Sunday, November 16, 2008

Mummy kehti hain

I normally have several discussions with my mother. Some on things of common interest, on news, or whatever pleases the two of us. It's almost next to impossible to get the two of us to agree to each other. The reason being that we are two very strong, highly opinionated women (as much as I hate to use the term woman for myself, people around me keep on saying that. So better admit it than remain in a state of denial). She remains adamant on her stand owing to the experiences she's had life and I due to two reasons - one obviously because I am HER daughter and two because I am adamant. When I believe in something, it's almost impossible to shake it.
Let that be. But the point is that we have been discussing many things of late. One of the most common topics has been the thing which many people term as destiny. The sentence which is most commonly uttered from my mouth is 'Only weak people resort to destiny. There is nothing like destiny in the world. It's sheer hard work and your will to succeed which makes or breaks your life'. This has been my thinking ever since childhood. My mother, on the other hand, feels that there is a right time for everything. If you are destined to get something in life, you get it no matter what. And if not, you will never get it no matter how hard you try. I have my opinion and she has hers.
But, to be honest, the last few days have been the 'not so good ones'. For those who don't know me, I have never had anything easy in my life. By anything I mean ANYTHING. So, working terribly hard has perhaps become a way of life for me. It is maybe the only thing I feel I am capable of doing. But all that has never dissuaded me from my goals. I have taken all that sportingly. Despite the odds, I have nursed my dreams always. And above everything else, have firmly believed that they will come true one day or the other.
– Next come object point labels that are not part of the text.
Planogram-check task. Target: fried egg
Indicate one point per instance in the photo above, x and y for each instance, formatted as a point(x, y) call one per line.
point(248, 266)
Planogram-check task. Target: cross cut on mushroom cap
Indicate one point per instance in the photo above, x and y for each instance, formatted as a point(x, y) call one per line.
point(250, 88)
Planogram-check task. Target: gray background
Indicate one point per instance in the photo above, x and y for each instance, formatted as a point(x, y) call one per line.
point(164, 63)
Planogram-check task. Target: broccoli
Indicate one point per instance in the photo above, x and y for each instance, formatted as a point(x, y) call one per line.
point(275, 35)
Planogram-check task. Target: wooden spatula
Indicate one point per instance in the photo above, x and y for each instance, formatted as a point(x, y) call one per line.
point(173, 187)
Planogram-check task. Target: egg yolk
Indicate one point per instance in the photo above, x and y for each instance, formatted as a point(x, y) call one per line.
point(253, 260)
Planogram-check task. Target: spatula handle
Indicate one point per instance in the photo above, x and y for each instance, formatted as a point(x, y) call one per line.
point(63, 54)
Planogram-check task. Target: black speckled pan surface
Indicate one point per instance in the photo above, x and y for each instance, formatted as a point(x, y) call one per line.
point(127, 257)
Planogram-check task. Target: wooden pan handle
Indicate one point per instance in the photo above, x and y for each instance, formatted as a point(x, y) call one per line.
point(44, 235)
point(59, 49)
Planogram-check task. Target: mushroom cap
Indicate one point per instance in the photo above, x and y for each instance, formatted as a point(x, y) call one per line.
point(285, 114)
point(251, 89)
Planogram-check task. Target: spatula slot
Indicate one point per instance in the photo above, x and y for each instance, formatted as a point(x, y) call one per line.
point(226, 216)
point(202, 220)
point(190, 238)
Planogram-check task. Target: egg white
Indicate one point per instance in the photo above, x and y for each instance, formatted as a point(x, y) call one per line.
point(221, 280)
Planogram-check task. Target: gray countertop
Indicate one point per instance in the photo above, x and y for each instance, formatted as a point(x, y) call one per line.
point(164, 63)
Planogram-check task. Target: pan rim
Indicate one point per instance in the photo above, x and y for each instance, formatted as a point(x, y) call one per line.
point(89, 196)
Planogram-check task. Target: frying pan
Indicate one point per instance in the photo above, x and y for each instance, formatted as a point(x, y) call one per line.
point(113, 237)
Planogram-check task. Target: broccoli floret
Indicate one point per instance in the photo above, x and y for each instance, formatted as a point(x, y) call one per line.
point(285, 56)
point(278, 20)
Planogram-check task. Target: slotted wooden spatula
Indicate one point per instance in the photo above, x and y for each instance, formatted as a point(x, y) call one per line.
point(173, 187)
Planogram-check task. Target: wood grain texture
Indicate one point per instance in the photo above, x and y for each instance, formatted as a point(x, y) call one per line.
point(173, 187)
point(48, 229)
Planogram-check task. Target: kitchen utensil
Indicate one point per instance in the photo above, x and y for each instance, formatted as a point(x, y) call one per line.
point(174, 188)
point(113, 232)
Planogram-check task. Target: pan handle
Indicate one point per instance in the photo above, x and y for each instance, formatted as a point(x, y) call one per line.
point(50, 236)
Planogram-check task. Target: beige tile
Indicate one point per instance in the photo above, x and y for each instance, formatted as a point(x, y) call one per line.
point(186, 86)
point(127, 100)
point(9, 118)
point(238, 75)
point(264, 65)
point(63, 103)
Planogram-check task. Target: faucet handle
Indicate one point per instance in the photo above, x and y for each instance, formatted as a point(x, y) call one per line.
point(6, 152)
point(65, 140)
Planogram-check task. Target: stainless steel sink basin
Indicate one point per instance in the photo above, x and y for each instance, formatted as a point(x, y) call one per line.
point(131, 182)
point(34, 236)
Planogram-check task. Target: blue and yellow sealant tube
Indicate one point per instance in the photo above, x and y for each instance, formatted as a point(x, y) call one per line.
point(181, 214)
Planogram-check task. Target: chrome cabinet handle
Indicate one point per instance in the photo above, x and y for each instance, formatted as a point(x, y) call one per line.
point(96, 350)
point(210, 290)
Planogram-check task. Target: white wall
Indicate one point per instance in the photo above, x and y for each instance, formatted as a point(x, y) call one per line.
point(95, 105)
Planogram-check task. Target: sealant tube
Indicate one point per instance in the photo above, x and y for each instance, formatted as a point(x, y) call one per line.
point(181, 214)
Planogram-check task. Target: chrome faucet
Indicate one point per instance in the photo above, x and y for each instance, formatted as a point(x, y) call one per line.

But as it is in everybody's case, my not so great days are beginning to take a toll on me now. I am getting desperate, feeling helpless, but am still not willing to give in. I have worked hard and the results will definitely show is my retort. I still believe that if you aspire of anything strongly, from the bottom of your heart you get it. But yes this aspiration, according to me, is conditional. The condition is that you should reaaaaaaaaaaaaaaallllllllllllllllllllllllllllly want it and second is that the efforts that you have put in should be more than 100 per cent. Then may be even God will answer your prayers (yes, I do believe in God. But no, not in destiny.)
I don't know how long I will be able to cling on to my opinion. I don't know whether it will be me or my mother's opinion that will stand the test of time. But one thing I will definitely maintain - nothing can stop me from achieving my goals.